WILD ASTERS

Child White and purple asters, watching by the brook, Tell me where you got your starry eyes.

Asters Dearie, in their play the baby angels took Blossoms from the garden of the skies.

Tossed them downward to us over heaven’s wall, And we caught and kept them,—that is all.


SILVER-ROD

Edith M. Thomas

Who knows not Silver-rod, the lovely and reverend Golden-rod beautified and sainted, looking moonlit and misty even in the sunshine! In this soft canescent afterbloom beginning at the apex of the flower cluster and gradually spreading downward, the eye finds an agreeable relief from the recent dazzle of yellow splendour. I almost forget that the herb is not literally in bloom, that is, no longer ministered to by sunshine and dew.

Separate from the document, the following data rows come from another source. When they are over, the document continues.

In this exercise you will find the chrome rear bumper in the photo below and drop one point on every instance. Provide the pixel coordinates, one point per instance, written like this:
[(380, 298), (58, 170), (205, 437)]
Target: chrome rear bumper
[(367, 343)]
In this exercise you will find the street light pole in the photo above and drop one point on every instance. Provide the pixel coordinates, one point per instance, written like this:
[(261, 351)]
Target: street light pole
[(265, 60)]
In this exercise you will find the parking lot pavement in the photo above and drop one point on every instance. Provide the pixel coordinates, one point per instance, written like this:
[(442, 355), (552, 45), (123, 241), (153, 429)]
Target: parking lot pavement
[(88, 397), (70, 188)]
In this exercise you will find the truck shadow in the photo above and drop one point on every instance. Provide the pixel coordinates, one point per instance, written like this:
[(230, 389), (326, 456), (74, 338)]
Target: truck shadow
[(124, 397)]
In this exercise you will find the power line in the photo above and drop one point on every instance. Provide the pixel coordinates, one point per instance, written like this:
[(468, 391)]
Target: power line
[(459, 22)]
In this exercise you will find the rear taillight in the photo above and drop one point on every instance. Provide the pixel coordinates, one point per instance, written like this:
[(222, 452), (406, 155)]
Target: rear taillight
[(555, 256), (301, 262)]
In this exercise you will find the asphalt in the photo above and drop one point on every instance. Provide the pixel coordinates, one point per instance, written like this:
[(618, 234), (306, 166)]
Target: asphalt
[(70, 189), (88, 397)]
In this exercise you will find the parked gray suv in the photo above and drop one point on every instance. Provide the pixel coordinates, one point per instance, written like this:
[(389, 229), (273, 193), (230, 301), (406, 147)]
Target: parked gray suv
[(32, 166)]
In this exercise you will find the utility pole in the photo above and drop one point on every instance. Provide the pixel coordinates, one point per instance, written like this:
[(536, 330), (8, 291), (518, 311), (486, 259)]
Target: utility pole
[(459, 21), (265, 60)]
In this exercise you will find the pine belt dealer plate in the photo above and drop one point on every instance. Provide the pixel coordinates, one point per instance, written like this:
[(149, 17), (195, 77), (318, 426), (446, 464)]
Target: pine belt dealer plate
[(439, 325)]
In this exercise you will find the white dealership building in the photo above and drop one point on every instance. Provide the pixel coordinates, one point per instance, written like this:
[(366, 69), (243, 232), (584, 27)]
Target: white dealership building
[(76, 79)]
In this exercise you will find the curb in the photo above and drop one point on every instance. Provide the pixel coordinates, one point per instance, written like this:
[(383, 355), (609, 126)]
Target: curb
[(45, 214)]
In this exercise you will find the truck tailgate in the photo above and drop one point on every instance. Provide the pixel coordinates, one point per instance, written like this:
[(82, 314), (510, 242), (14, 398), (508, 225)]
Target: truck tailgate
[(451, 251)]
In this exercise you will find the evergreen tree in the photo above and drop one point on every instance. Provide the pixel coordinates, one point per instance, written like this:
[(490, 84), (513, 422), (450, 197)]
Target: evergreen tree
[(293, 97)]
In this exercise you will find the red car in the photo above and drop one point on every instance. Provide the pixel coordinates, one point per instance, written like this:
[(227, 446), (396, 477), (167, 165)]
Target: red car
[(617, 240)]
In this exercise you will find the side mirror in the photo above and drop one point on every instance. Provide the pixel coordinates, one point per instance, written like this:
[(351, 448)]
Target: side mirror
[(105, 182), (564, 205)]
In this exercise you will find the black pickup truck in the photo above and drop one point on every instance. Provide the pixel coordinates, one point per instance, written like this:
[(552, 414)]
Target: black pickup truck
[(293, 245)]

Is there not, perhaps, some kind of bee that loves to work among these plumy blossoms gathering a concentrated form of nectar, pulverulent flower of honey? I gently stir this tufted staff, and away floats a little cloud of pappus, in which I recognize the golden-and silver-rods of another year, if the feathery seeds shall find hospitable lodgment in the earth. Two other plants in the wild herbarium deserve to be ranked with my subject for grace and dignity with which they wear their seedy fortunes: iron-weed, with its pretty daisy-shaped involucres; and life-everlasting, which, having provided its own cerements and spices, now rests embalmed in all the pastures; it is still pleasantly odorous, and, as often as I meet it, puts me in mind of an old-fashioned verse which speaks of the “actions of the just” and their lasting bloom and sweetness. On a chill November day I fancy that the air is a little softer in places where Silver-rod holds sway and that there spirits of peace and patience have their special haunts.